A non-invasive 25-Gene PLNM-Score urine test for detection of prostate cancer pelvic lymph node metastasis
View abstract on PubMed
Summary
This summary is machine-generated.A new urine test, the 25G PLNM-Score, accurately detects prostate cancer pelvic lymph node metastasis (PLNM). This non-invasive tool helps avoid unnecessary surgeries and improves treatment decisions for patients.
Area Of Science
- Urology
- Oncology
- Bioinformatics
Background
- Prostate cancer patients with pelvic lymph node metastasis (PLNM) face poor prognoses.
- Current nomograms for PLNM risk assessment have limited accuracy, leading to unnecessary pelvic lymph node dissection (PLND) and potential side effects.
- Accurate identification of PLNM is crucial, but existing tests, including imaging, are insufficient.
Purpose Of The Study
- To develop a highly accurate, non-invasive gene expression-based algorithm for detecting PLNM.
- To create a classifier that can reliably identify patients with and without PLNM before PLND.
Main Methods
- A random forest machine learning algorithm was employed to develop a PLNM classifier using urine samples.
- The algorithm was trained on a multi-center retrospective cohort (n=413) and validated in a prospective cohort (n=243).
- Discriminant analyses compared the algorithm's performance against the MSKCC nomogram score.
Main Results
- The developed 25G PLNM-Score demonstrated high accuracy with an AUC of 0.93 in both retrospective and prospective cohorts.

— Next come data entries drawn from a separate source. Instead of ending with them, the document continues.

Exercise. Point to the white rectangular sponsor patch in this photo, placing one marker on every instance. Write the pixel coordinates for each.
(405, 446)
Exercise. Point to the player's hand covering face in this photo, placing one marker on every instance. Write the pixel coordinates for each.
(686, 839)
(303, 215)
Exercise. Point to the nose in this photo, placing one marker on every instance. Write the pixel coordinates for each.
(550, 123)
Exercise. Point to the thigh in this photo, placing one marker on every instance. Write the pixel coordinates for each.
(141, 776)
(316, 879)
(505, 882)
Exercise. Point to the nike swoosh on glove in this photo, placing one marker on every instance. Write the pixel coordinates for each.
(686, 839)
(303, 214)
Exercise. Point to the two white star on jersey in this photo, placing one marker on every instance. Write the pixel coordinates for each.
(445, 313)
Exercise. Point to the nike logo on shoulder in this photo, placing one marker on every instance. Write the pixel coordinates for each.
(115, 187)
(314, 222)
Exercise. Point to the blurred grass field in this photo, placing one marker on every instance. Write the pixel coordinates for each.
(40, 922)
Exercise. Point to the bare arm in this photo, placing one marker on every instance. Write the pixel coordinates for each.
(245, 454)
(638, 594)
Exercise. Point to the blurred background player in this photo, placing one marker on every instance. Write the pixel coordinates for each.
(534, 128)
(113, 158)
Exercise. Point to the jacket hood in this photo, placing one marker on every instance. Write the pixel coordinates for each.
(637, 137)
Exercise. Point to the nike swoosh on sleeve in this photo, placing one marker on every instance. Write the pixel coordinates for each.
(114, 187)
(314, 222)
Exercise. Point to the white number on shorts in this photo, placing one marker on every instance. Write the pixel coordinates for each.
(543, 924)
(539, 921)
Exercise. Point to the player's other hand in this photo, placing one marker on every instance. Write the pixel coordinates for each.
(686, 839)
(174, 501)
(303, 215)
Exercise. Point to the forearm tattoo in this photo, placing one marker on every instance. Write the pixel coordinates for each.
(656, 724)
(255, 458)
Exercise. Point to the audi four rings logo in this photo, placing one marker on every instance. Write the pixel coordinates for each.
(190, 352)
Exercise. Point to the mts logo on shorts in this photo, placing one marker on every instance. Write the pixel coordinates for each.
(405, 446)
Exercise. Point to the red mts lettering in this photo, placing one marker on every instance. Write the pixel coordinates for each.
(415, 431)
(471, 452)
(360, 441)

- The 25G PLNM-Score significantly improved biochemical recurrence-free and distant metastasis-free survival outcomes.
- The algorithm spared 96% (retrospective) and 80% (prospective) of unnecessary PLND with minimal missed PLNM (0.51% and 1%, respectively), outperforming the MSKCC score.
Conclusions
- The 25G PLNM-Score is a novel, highly accurate, non-invasive urine test for identifying PLNM prior to PLND.
- This algorithm offers significant clinical benefits by avoiding unnecessary surgeries and enhancing treatment decision-making in prostate cancer management.